No era mal chaval. Estaba en plena crisis adolescente.

La tranquilidad duró poco.

—¡Édgar!

Se iba a enterar. La jaula del periquito se asemejaba a un vertedero no controlado.

Silencio.

—¡Édgaaaaaaaaar!

Se asomó a la puerta de la sala, aullando:

—Yo no he sido.

Este comentario gracioso de Édgar, defendiéndose de una posible inculpación antes de que ella abriese la boca, la hubiera hecho reír unos días atrás. Pero cuando vio sus ojos irritados, sanguinolentos, se le pasaron súbitamente las ganas de bromear. ¡Ya estaban otra vez a vueltas con los canutos!

—Si no limpias la jaula, abro la puerta y dejo que Dulcinea se vaya al mundo exterior, tú mismo.

No se lo tuvo que repetir.

—Caramba, hijo, vaya novedad —comentó Alberto al llegar a casa. Luego, mientras se aflojaba el nudo de la corbata, le preguntó—: ¿Has decidido por fin limpiar la pocilga del bicho?

Édgar no contestó, en cambio Olga levantó la vista del libro que leía para advertir:

—Lástima que sólo se decida cuando le pongo la navaja en el cuello.

Alberto se sentó en el sofá y ya no volvió a abrir la boca. Estaba mano sobre mano con la mirada perdida entre la paloma de Picasso y las nubes de Magritte. Olga dejó el libro y le observó. Llevaba días ausente, completamente desinteresado de todo. Durante la cena también se desconectó de la conversación general. María lo llamó tres veces hasta conseguir captar su atención.

—¡Jo!, papá. No te enteras de nada, ¿eh? —lo reconvino. Luego, dirigiéndose a Olga y como si su padre no existiera, advirtió—: ¿Será que está enamorado? Trae la misma cara de bobo que se le puso a Édgar en verano cuando se enamoró de la alemana del camping. ¿Te acuerdas?

¿Enamorado? ¡¿Enamorado?! ¿Sería posible? Fue como si María le hubiese encendido una luz en el cerebro. ¡Enamorado...! ¿Por qué no? Algunos signos concordaban, aunque resultaba raro pensarlo. Alberto no era un hombre enamoradizo. Ni siquiera de joven lo fue. Le costó enamorarse de ella, o por lo menos, confesárselo. Vamos, que si Olga no lo llega a ayudar, quizás nunca hubieran empezado a salir juntos. A lo peor, si ella no lo hubiera empujado, no habrían sido novios, ni compartido la cama, ni decidido vivir bajo el mismo techo. Y, por supuesto, si llega a escuchar a la arpía de su suegra la noche antes de la boda, no se casa. Desde luego, considerando el enamoramiento como un impulso físico, un cataclismo de neurotransmisores y hormonas, costaba imaginar a Alberto con esa agitación.
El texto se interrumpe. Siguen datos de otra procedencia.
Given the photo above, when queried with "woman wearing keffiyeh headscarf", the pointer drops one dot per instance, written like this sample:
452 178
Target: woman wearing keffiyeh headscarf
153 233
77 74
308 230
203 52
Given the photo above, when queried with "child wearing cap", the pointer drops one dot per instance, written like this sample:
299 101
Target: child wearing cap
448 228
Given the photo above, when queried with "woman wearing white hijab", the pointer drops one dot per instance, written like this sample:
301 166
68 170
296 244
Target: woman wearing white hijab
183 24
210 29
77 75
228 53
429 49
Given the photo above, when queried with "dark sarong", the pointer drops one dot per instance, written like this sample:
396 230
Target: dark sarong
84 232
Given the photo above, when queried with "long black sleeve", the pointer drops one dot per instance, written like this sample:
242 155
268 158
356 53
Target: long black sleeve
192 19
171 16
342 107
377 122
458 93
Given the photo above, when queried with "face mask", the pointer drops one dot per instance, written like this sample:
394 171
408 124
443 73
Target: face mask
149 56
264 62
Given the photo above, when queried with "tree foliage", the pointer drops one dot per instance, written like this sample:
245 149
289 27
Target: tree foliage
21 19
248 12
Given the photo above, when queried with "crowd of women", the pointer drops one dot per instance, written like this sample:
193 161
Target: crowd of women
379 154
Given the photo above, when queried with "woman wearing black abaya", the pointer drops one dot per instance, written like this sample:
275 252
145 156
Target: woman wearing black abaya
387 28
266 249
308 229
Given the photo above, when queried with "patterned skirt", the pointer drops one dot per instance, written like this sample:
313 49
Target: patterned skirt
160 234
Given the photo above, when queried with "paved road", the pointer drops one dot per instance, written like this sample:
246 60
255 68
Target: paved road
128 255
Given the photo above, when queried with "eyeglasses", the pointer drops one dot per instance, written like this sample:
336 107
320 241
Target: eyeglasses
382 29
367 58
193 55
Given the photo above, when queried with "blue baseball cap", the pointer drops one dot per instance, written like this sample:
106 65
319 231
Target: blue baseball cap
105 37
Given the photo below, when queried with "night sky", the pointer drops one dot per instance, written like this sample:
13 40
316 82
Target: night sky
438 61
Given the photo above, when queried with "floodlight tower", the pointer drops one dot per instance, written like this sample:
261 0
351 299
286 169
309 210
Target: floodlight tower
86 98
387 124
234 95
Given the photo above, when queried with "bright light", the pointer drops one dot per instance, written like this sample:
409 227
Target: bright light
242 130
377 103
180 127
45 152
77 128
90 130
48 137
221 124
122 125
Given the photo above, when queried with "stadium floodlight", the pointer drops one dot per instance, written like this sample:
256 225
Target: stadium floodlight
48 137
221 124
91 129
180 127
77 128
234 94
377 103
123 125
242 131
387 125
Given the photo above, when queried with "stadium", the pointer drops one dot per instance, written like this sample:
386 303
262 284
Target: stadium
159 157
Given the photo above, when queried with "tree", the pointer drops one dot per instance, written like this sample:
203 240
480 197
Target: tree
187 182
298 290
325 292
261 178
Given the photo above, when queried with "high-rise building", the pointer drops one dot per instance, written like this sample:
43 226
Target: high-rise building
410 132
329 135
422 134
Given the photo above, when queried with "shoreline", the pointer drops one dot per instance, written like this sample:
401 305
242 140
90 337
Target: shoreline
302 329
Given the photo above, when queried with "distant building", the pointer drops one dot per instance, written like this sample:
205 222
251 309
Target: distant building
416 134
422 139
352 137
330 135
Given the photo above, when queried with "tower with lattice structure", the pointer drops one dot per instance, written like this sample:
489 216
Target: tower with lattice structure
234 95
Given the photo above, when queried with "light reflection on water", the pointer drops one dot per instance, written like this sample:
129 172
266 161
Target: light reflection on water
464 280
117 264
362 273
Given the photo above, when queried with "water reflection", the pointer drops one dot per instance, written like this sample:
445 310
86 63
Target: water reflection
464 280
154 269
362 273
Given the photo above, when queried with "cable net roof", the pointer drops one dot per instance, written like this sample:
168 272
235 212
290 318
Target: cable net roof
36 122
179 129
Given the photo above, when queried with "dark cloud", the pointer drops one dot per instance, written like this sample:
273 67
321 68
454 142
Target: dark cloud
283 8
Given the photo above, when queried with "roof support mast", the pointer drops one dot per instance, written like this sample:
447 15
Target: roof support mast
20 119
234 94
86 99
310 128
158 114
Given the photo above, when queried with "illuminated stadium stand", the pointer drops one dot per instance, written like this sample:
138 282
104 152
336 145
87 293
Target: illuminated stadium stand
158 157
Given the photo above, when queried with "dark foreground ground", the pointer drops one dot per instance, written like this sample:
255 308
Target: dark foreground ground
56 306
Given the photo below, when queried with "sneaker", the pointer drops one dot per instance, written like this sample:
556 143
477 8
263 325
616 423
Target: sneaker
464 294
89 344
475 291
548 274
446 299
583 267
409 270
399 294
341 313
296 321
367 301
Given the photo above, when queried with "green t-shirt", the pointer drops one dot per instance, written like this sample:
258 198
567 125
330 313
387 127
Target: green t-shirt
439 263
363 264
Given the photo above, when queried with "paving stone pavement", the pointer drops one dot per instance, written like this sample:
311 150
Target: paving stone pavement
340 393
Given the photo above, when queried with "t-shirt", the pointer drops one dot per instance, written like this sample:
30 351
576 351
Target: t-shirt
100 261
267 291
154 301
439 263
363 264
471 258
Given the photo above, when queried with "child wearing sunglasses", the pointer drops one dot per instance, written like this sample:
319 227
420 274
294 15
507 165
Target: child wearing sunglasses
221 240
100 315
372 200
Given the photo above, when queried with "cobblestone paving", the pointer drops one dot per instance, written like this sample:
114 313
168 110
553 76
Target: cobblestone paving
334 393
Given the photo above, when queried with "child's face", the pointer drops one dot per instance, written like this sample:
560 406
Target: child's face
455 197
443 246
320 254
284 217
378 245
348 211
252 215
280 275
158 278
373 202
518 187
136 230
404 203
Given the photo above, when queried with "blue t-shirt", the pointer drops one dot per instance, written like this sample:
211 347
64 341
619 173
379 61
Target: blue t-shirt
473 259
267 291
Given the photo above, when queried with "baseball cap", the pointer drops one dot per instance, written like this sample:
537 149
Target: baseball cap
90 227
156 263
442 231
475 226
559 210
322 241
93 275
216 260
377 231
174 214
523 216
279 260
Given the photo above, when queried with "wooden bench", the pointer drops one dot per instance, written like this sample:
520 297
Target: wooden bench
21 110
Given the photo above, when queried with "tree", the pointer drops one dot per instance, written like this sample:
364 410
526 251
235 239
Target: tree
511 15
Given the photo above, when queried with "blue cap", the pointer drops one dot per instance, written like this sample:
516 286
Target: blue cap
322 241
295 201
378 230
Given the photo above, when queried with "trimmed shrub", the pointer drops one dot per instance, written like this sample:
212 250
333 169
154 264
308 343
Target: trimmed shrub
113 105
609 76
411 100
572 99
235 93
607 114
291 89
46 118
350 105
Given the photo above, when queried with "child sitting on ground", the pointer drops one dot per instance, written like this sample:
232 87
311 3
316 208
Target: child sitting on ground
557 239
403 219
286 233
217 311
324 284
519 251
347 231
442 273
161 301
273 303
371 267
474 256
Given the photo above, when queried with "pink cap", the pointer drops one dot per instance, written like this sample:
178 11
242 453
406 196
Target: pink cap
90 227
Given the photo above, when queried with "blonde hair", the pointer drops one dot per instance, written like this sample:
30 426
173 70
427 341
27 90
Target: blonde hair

Realmente resultaba extraño imaginarlo víctima de un flechazo. Y, sin embargo, podía ser, ¿o no? La idea la trastornó durante un rato. En la cama rebullía inquieta. ¿Alberto enamorado de otra? ¿Como un Carlos cualquiera? Él, tan cabal, tan fiable, tan sólido...

Se levantó a beber un vaso de agua. Se sentó en la sala, donde Dulcinea la recibió con arrumacos sonoros.